Q イエスは、彼を神として信じることが唯一の救いであると言っているのに、どうしてすべての教えは新しい時代のメシアへと導くのですか。(1997年11月18日、米国アトランタ州のベンジャミン・クレーム講演)
A イエスが実際そう言ったのかどうか、私には分かりません。ヨハネ福音書14章6節で彼はこう言っています。「わたしは道であり、真理であり、いのちである。わたしを通らなければ、誰も父のもとに行くことはできない」
 マイトレーヤはキリスト原理の体現者です。現在はイエス覚者である弟子イエスをオーバーシャドウすることによって、そのキリスト原理がイエスを通して顕現されたのです。ですから、イエスがそう言ったとき、イエスを通してそれを言っていたのはマイトレーヤでした。
 キリスト原理と呼ばれるものは愛のエネルギーであり、それは意識のエネルギーそのもので、右胸にある中心である(ハート)チャクラの中で目覚めます。聖書では、「賢者の心臓は右側にあり、愚者の心臓は左側にある」と書かれています。
 右胸には霊的なハート・センターがあり、人体における魂の座です。それは濃密な肉体ではありません。エーテル肉体であり、精妙な肉体です。濃密な肉体はエーテル体が凝縮したものです。エーテル体は、それが濃密な肉体として顕現する前に母胎に入ります。
 キリスト原理と呼ばれるものが意識の小さな種子、右胸のチャクラの小さな炎として目覚めるとき、あなたは賢者になります。キリスト原理が内部に宿ることを知り、キリスト原理に出合うたびにそれに反応します。そのエネルギーが目覚めると、より大きな度合いで、より大きな目的と、そのエネルギーに反応します。
 「わたしは道であり、真理であり、いのちである。わたしを通らなければ、誰も父のもとに行くことはできない」。つまり、右胸のハートにおけるキリスト原理が顕現されることなしには。キリスト原理がそこで目覚めると、どんな人生を歩んでいようが、あなたはその霊的生命に方向づけられます。
 それは宗教的になるということでしょうか? 宗教の道は神に至る多くの道の中の一つにすぎません。それらはすべて最後には一つのものに導かれます──唯一なる神です。ひとつの神性、ひとつの神があるだけです。あなたはそれであり、私たちはそれであり、実際のところ、神以外のものは存在しません。それは存在するすべてです。
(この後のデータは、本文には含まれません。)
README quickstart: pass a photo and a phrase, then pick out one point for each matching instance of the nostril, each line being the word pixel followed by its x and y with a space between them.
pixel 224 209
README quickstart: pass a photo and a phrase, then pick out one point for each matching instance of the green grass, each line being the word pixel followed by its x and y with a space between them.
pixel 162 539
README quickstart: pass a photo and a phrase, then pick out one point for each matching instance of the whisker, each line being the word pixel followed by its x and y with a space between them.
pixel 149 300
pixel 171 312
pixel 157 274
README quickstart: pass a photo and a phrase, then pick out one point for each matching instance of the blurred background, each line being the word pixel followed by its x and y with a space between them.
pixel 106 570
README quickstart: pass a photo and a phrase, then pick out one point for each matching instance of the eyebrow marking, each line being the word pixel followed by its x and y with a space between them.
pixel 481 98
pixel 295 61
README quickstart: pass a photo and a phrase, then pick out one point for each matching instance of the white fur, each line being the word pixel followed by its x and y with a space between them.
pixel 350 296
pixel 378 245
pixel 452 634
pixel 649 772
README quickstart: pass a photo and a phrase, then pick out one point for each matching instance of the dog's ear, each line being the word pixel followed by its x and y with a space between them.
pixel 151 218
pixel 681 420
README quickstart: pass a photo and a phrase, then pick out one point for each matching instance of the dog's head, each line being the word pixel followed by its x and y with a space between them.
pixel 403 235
 私たちはこの肉体が実在のものだと考えています。そうではありません。それは相対的な実在にすぎません。それはあの神性の器ですが、私たちは皆その神性を分かち合っています。唯一の神性があるだけです。だからマイトレーヤはこう言われるのです。「わたしを崇拝してはならない。もしあなたがわたしを崇拝するなら、あなたは自分自身を低めていることになる。わたしはそれを欲しない。わたしはあなたに対等であってほしい。あなたは至高の存在の閃光である。あなたがわたしよりも低いと考えてはならない」
 一つのレベルがあるだけです。それが神性であり、私たちと覚者方との唯一の違いは、彼らはその神性を顕示することができるということです。私たちが進化の過程を辿るにつれて、その神性は肉体を通してそれ自身を表現できるようになります。ですから、すべての生命は進化しており──後退することもありますが──常に前進しているのです。すべての転生があの神性をますます顕示する能力を与え、遂にはマイトレーヤが真我実現と呼ばれる状態になります。
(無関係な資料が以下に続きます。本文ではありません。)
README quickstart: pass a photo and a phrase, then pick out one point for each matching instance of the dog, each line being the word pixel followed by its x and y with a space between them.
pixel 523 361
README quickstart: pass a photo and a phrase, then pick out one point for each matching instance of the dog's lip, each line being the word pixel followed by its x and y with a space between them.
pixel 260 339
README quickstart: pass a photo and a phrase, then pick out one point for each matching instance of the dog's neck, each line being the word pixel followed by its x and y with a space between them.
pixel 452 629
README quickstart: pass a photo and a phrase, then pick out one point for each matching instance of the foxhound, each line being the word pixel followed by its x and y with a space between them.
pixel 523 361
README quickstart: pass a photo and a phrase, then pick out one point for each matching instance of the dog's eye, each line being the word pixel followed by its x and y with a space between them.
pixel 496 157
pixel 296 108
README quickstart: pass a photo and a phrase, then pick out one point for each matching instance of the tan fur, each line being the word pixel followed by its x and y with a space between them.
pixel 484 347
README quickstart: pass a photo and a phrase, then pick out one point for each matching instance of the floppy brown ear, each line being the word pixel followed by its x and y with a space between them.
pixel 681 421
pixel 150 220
 彼はこう言われます。「わたしは新しい宗教をつくるために来たのではなく」、あらゆる伝統の枠組みの中で進化し続けることができるよう援助するためであると。あなたがキリスト教徒なら、最良のキリスト教徒でありなさい。あなたがヒンズー教徒なら、最高のヒンズー教徒でありなさい。「わたしは人類に真我実現の術を教えるために来た」。そのために私たちはここにいるのです──真我(神)実現を達成するためです。彼は「真我のみが重要である」と言われます。
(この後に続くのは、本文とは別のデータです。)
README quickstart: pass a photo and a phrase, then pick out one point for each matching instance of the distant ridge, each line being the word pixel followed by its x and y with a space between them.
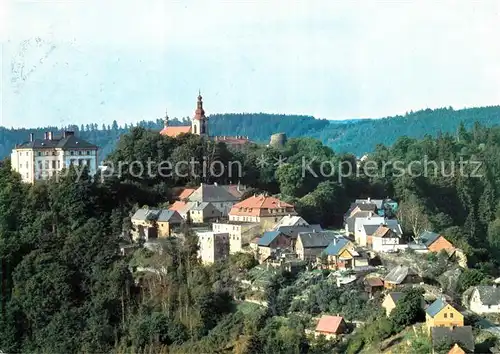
pixel 356 136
 「わたしを通らなければ、誰も父のもとに行くことはできない」。キリスト原理が人間のハートの中に目覚めない限り、誰も自分の神性を実現することはできず、真我実現や神実現──それが父のもとに行くことです──に至ることはできない。イエスが意味したのはそういうことです。
 それは、ルネサンス初期の絵画の中で、洗礼を受けるイエスの頭上に黄金の光の中で鳩が下りてくることに示されています。それがキリスト原理です。それがマイトレーヤの意識であり、当時はイエスを通して働いたのです。それが何らかの程度で私たちの中で目覚めると、マイトレーヤか個人的な師によって強化されます。
 奉仕と瞑想を通して、しかしとりわけ人類への奉仕を通して、その目覚め、キリスト原理の強化が進み、それがあなたが誰であるかの目覚めに導きます。「誰も父のもとに行くことはできない」。まず、人間のハートの中にキリスト原理が目覚めなければ、誰もその神性を実現することはできないのです。
 もしそうでないなら、キリスト教徒だけが神のもとに行くことになります。それは現実のあり得ない解釈です──ヒンズー教徒、仏教徒、無神論者、合理主義者、人道主義者、ユダヤ教徒、イスラム教徒などは神のもとに行くことはできないということになります。なんという傲慢さでしょうか! それはイエスを完全に間違って解釈しています。
 イエスが「わたしを通らなければ、誰も父のもとに行くことはできない」と言われたとき、彼は自分を神の唯一の子として信じなさいと言ったのではありません。イエス覚者に会ったら、あなたはこう尋ねることができます。「あなたは神の唯一の子なのですか?」彼はこう言うでしょう。「馬鹿なことを言わないでください。パレスチナの唯一の神の子なのかですって? そんなことがあり得るでしょうか。誰もが神の子なのです。この世のあらゆる男女が神の子なのです。宇宙全体の中で、唯一の神の子などという存在がいるでしょうか?」

Q マイトレーヤによって特別に磁化されたテキサス州サンアントニオの水はまだ見つかっていないのですか。
A まだ見つかっていません。マイトレーヤがよいと思われるときに見つかるでしょう。

Q 「アンタカラーナ」と呼ばれるあなたの絵画について説明していただけますか。
A 弟子は科学的に瞑想するにつれて、頭脳から魂に向けて光の回路を築きます。その間、魂は同様の光の回路を魂から頭脳に向けて築きますが、さらに明るい性質のものです。瞑想の根本的な目的は人を魂と接触させることです。ほとんどの人にとって魂とは単なる概念にすぎません。信じる人もいるし、信じない人もいます。進化した男女は、魂を信じているだけでなく、魂を真我として知っており、真我とは真の自己であり、何度も転生します。瞑想の実践を始めるや否や必然的に魂と接触するようになり、魂との整列は次第に深まっていきます。この整列は、この絵画が表現しているアンタカラーナの創造を通して形成されます。上部にある明るい黄色の形は魂を表現しており、下部の暗い黄色はパーソナリティーを表しています。パーソナリティー、頭脳と魂との間にこの光の回路(アンタカラーナ)があり、それは瞑想を通して形成されます。